The call to the newsroom had been placed by the same person who called police, authorities later concluded. Hoaxes intended to lure out swat teams and other major law enforcement resources have been dubbed "swatting."
Tracing the calls would take months of "peeling the layers off the onion," as Welty described the process. The calls had been placed through the Internet, and the caller had been technologically savvy enough to shield the source computer by using a clone of a modem.
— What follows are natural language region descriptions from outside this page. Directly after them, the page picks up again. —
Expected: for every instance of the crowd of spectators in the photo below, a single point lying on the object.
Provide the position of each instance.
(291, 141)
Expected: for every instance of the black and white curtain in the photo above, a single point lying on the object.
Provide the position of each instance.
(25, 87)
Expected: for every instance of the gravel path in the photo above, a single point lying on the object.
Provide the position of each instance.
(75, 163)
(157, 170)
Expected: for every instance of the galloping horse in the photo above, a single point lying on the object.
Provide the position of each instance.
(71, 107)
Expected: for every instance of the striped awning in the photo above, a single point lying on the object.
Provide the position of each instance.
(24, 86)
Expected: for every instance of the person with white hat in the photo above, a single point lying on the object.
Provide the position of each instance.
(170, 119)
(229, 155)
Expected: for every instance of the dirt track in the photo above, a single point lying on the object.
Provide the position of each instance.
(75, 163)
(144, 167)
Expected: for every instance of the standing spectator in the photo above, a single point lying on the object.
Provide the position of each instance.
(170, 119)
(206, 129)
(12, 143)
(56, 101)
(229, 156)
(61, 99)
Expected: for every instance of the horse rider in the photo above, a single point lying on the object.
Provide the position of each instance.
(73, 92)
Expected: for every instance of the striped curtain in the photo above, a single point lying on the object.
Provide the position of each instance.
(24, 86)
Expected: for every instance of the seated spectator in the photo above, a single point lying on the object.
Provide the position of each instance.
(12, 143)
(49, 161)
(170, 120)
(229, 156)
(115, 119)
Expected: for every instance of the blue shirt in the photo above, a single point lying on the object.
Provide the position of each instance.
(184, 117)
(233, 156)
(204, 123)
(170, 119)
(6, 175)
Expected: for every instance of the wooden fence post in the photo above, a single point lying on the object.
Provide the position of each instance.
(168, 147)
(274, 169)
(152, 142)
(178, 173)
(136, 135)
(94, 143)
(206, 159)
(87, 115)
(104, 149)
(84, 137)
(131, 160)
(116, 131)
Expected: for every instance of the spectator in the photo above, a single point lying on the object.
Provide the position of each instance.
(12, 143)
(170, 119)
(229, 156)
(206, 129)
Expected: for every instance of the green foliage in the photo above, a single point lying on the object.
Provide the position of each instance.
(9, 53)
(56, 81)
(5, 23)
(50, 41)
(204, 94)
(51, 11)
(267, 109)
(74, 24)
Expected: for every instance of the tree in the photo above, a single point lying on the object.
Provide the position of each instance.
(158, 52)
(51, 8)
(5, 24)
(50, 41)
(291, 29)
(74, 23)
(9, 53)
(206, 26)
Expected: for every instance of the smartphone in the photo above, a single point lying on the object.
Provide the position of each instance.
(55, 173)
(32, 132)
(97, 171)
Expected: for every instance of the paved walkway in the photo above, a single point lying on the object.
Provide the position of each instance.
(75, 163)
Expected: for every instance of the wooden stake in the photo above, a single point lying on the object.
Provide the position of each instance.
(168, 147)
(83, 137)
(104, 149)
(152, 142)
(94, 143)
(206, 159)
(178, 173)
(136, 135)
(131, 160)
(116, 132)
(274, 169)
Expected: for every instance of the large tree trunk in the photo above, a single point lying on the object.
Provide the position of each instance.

Early on, detectives had come in contact with an avid online gamer who was staying with his mother at the La Quinta Inn. Initially he was suspected of being the "swatter"--as the actual caller apparently had intended. But the man staying at the inn was ruled out when investigtion revealed the hoax calls had actually come from out of state. The local gamer told investigators he suspected he may have been targeted by a former gaming friend with whom there had been a falling out.
They had become acquainted over the internet, but had never met in person. Ultimately the calls were traced to Athol, Mass., to a computer used by Nathan Hanshaw, 22, who lived with his parents and previously had been convicted of computer crimes when he was 17.
Working with the Ventura County Sheriff, the FBI made the arrest over summer, and Hanshaw agreed to plead guilty to a federal charge of making interstate threats to use explosives and firearms. He was sentenced last week.
Unemployed and a high school dropout, Hanshaw spent as many as 18 hours a day gaming online, Welty said. Hanshaw had used the online handle, "DShocker," in the 2008 case that involved hacking into a corporate computer system.
The identity of the other gamer believed to have been the target was not disclosed. He could not be reached for comment. Swatting has become a growing concern for law enforcement after a series of calls naming the homes of celebririties.
In September, Gov. Brown signed a bill requiring those convicted in swatting cases to pay restitution for the cost of the law enforcement response, which can run into the tens of thousands of dollars. The Los Angeles City Council has approved a measured to offer rewards for tips that expose swatters.